China Blames Climate Talks Standoff on Rich Nations

China said on Friday that rich nations must lock in fresh vows to slash greenhouse gas output to unblock talks for a new climate change deal, while some negotiators said Beijing was holding progress hostage.

The feuding over the future of a key U.N. treaty to fight climate change, the Kyoto Protocol, is dimming hopes that talks in the Chinese city of Tianjin can lay the foundation for agreement on a broader climate pact that could emerge next year.

The week-long talks wrap up on Saturday and are the last negotiation round before a high-level meeting in Cancun, Mexico, in less than two months.

Kyoto’s first phase ends in 2012 and what happens after that is unclear, with disagreement over whether the pact should be extended or replaced with a new treaty that binds all big greenhouse gas polluting nations.

The quarrel is unsettling investors hoping for certainty on climate policies and financing that hinges on the negotiations agreeing on a tougher climate pact.

The United Nations is also growing increasingly worried the talks will stall and create a gap from 2013 that could undermine Kyoto’s $2.7-billion carbon market.

“We’re afraid that some people try to kill KP (the Kyoto Protocol),” said Huang Huikang, China’s recently appointed Special Representative for Climate Change Negotiations.

Huang said advanced economies should clear a pathway for talks on the legal dimensions of the next phase from 2013 by locking in new vows to cut emissions blamed for global warming.

“Now the key issue is the lack of any substantive progress on the developed countries’ side. If Annex 1 countries take the lead in the mitigation process, I suppose developing countries will do their part,” said Huang.

“But the precondition is mitigation by developed countries and money, support for developing countries, as well as technology transfers. Without these preconditions, it’s unfair to ask developing countries at this moment to do more,” he told reporters.

Kyoto binds nearly 40 rich, or Annex 1, nations to meet emissions reduction targets, also called mitigation.

Under Kyoto, developing nations are obliged to take voluntary steps to curb the growth of their emissions.

Washington and other rich nations want a new global pact to reflect the surge in emissions from the developing world, now accounting for more than half of mankind’s annual greenhouse gas pollution.
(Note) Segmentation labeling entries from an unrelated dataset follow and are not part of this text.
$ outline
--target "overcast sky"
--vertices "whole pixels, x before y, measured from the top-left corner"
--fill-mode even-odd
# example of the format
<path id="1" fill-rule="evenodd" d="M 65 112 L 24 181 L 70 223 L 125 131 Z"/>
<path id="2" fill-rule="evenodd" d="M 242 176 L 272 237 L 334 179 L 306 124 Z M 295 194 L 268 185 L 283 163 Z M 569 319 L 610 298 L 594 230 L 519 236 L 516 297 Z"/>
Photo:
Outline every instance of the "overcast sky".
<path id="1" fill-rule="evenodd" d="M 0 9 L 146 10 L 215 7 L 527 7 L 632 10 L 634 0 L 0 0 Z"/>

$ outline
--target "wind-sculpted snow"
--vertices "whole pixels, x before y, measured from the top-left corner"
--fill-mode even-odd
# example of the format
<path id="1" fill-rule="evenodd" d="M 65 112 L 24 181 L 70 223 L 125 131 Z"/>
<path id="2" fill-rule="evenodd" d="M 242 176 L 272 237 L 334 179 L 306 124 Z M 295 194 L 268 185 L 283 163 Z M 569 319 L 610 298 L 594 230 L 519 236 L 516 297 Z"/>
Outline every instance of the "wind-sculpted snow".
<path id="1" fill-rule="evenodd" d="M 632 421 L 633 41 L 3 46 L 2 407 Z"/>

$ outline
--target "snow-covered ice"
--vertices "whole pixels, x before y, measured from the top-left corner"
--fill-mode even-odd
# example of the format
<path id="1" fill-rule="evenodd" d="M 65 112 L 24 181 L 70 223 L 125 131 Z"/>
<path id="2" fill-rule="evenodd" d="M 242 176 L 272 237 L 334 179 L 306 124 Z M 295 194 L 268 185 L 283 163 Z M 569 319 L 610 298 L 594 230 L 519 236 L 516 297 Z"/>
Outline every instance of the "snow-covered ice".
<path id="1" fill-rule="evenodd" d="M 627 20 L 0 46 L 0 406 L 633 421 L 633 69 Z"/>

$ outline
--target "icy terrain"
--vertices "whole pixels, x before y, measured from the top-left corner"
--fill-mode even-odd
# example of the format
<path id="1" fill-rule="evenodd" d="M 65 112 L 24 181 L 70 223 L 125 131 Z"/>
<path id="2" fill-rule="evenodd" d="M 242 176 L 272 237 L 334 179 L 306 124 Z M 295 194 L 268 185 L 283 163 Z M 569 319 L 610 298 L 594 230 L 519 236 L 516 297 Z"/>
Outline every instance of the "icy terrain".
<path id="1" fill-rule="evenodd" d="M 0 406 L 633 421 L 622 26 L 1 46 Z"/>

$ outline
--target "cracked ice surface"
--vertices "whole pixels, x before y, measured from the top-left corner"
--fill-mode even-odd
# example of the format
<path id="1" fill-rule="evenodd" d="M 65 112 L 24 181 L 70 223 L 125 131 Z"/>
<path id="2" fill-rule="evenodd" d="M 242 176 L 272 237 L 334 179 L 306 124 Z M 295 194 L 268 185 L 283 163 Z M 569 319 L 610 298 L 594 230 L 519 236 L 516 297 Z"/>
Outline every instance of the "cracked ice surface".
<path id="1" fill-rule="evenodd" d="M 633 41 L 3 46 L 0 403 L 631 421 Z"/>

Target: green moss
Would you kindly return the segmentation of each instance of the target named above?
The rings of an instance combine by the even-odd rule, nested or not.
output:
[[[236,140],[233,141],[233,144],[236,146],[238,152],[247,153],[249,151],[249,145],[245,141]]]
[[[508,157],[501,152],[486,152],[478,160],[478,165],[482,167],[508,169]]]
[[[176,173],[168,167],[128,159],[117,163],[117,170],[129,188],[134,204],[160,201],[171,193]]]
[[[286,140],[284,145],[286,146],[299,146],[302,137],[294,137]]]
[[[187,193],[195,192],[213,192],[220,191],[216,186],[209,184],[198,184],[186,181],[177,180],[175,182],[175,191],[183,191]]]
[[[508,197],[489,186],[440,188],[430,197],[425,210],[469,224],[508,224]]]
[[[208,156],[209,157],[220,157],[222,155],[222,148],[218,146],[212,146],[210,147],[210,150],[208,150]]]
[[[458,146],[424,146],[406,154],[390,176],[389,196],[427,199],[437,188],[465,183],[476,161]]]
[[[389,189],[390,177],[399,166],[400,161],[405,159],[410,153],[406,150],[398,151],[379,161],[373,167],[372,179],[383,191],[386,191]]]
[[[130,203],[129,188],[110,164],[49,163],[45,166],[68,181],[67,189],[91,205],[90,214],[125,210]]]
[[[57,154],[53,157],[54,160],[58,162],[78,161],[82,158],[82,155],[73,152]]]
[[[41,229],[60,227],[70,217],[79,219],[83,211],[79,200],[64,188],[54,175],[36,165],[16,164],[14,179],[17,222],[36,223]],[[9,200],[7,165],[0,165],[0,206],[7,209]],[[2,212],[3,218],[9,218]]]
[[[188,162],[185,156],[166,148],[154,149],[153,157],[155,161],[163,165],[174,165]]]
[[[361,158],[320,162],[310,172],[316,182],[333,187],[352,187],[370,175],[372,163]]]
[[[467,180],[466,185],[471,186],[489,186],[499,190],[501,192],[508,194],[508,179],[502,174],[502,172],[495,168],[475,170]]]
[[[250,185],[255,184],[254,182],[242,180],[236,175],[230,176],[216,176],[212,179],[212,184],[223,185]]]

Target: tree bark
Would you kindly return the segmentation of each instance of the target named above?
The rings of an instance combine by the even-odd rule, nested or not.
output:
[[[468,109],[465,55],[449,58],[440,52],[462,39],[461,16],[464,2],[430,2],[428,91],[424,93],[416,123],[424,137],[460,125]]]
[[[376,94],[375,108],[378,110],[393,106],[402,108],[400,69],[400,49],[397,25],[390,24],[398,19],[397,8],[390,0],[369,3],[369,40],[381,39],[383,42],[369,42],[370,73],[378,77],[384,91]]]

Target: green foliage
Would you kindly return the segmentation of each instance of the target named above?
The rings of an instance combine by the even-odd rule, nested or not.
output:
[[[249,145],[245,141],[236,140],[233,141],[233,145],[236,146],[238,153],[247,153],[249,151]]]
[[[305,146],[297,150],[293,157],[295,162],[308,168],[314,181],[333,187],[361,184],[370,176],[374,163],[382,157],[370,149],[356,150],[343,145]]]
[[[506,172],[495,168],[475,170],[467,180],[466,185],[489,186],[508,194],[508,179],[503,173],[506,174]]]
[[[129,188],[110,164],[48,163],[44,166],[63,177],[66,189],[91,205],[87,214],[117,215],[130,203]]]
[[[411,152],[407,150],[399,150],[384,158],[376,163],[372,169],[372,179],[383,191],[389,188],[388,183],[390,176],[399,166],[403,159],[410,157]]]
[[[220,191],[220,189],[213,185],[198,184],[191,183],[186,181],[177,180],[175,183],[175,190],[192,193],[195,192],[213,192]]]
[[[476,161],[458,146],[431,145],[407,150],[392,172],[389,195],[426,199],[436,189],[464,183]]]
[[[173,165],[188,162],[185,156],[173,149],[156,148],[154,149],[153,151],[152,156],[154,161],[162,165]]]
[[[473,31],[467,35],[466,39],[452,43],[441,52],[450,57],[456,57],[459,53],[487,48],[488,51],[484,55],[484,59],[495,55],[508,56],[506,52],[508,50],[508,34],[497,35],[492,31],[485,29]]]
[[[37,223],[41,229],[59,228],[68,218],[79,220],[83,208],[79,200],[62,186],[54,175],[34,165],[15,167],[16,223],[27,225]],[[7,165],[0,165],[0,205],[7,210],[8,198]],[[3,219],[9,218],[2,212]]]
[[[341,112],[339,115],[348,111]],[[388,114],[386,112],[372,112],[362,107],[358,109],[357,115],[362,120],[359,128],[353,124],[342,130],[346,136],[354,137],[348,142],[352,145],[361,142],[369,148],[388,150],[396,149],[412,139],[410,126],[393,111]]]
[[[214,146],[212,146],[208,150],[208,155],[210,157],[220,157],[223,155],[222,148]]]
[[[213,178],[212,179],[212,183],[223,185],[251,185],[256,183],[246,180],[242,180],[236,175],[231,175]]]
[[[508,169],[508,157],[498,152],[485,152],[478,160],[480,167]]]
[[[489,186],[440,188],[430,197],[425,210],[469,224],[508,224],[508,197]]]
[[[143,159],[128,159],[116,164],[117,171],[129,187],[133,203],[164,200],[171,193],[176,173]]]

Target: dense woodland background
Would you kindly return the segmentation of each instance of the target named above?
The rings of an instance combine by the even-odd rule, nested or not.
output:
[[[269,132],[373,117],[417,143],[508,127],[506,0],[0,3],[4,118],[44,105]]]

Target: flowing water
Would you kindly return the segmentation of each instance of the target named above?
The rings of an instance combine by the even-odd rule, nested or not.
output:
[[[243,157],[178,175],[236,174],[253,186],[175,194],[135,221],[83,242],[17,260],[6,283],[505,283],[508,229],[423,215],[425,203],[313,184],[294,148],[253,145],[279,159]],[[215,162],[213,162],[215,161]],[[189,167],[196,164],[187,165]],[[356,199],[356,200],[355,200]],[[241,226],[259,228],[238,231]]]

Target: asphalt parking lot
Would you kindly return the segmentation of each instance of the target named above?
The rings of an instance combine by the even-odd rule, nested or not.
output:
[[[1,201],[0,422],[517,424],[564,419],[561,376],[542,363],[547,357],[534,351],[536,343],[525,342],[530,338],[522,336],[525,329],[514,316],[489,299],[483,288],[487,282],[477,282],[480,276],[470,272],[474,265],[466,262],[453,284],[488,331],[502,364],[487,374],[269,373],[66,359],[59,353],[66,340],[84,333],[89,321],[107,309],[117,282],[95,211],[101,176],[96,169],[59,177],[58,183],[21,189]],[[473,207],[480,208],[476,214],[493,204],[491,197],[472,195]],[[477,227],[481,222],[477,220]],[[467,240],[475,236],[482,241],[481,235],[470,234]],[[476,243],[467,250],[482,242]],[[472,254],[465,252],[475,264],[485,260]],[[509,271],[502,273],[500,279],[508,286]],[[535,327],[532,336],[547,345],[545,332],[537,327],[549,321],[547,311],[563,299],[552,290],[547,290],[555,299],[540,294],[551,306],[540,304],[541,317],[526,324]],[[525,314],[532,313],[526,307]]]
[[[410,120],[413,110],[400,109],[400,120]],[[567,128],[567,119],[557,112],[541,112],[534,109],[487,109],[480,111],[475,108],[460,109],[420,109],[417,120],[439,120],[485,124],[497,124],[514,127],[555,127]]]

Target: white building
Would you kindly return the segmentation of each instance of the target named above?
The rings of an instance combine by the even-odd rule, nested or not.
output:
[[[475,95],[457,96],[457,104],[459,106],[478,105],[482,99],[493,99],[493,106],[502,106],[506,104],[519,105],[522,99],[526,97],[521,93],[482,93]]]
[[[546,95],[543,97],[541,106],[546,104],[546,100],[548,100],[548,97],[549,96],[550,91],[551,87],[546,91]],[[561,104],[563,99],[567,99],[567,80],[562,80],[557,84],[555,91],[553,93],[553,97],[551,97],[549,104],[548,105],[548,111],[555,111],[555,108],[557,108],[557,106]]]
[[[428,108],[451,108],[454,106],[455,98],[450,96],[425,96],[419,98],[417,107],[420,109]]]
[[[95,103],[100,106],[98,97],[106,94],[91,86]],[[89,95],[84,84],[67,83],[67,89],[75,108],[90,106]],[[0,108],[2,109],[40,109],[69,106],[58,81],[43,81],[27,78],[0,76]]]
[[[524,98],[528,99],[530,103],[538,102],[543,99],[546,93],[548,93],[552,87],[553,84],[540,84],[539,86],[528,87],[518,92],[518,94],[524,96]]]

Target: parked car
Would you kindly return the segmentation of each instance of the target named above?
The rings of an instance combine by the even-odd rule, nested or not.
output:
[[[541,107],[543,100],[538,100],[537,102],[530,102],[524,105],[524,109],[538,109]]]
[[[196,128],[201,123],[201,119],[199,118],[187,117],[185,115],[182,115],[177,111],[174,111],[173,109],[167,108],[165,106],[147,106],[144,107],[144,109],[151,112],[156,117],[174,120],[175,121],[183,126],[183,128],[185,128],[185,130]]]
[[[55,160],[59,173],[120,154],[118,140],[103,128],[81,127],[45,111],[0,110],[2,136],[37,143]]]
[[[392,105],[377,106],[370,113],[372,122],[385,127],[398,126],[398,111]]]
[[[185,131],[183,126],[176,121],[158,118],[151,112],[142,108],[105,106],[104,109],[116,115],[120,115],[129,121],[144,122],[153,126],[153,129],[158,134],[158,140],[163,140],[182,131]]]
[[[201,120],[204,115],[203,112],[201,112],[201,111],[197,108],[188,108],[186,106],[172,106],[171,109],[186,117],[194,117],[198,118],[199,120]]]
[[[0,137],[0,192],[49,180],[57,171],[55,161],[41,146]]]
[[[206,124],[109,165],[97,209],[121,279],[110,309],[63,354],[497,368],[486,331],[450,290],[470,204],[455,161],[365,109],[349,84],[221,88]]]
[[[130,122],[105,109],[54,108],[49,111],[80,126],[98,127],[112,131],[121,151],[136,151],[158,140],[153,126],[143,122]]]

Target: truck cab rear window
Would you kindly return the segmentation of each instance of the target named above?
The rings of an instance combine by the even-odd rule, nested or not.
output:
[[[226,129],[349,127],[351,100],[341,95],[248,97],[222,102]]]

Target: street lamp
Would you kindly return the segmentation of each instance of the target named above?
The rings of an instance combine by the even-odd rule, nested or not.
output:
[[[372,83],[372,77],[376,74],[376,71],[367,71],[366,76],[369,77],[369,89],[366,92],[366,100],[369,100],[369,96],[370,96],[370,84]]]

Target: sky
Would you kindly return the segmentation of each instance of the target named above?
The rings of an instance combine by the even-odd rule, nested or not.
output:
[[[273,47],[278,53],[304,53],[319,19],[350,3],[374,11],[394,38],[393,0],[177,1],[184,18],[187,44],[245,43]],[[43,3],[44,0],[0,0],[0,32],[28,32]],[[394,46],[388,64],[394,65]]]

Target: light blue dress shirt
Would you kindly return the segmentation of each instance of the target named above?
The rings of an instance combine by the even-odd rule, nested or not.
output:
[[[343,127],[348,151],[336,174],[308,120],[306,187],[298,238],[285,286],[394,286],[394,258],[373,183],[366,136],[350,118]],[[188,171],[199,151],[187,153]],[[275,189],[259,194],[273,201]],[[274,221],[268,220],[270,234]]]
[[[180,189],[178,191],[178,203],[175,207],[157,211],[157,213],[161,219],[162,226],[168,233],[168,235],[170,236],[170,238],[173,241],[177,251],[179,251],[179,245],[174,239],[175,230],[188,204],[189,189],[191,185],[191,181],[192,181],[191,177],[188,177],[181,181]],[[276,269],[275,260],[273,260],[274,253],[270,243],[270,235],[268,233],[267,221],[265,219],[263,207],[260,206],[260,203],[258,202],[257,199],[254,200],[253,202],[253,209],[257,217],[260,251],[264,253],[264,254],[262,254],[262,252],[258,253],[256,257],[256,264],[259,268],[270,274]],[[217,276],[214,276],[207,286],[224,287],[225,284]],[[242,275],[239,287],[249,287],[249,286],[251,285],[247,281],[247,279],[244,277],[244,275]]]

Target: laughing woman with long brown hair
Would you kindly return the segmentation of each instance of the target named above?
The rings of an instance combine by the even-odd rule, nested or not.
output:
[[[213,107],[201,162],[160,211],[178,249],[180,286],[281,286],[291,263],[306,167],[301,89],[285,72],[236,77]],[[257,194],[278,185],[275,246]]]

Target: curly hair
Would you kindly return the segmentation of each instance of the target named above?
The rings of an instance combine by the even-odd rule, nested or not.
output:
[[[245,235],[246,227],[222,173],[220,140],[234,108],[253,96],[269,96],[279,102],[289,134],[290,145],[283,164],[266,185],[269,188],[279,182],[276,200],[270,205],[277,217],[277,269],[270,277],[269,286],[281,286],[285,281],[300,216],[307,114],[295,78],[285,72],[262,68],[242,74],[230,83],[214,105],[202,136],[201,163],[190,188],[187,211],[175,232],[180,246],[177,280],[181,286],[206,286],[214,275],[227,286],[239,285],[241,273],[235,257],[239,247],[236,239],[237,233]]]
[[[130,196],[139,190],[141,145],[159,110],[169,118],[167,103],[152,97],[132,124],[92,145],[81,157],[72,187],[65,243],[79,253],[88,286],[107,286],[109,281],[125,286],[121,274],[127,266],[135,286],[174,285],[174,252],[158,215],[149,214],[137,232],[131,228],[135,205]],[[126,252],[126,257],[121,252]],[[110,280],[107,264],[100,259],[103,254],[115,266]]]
They want poorer nations to sign up to legally binding emissions reduction steps.

Talks last year failed to agree on a binding treaty and climaxed in a bitter meeting in Copenhagen, which produced a non-binding accord that later recorded the emissions vows of participant countries.

TARGETS FIRST
Several delegates said China, backed by Brazil, were the two countries among the 177 governments in Tianjin holding up talks on legal issues raised by extending Kyoto after 2012.

One said China’s blocking of the discussions could drag down agreement on issues such as funds to help poor societies cope with global warming and the transfer of green technologies.

“A generous interpretation is that they’re doing this to keep Kyoto as they want it,” said one negotiator from a smaller developing country. “But this will only encourage Western countries to argue that Kyoto is dead.”

The dispute underscores how vulnerable the tortuous negotiations on climate change are to procedural disputes.

China is the world’s biggest greenhouse gas emitter, having passed the United States, but its emissions per-capita remain well below Western levels.

China’s emissions are set to keep growing for years to come, and it wants rich nations to slash theirs so that developing countries have the room to grow.

Huang, the Chinese climate envoy, said the developed nations under the Kyoto Protocol should now spell out that they “must reach the target of more than 40 percent emissions reduction based on the 1990 level”, which is Kyoto’s base year.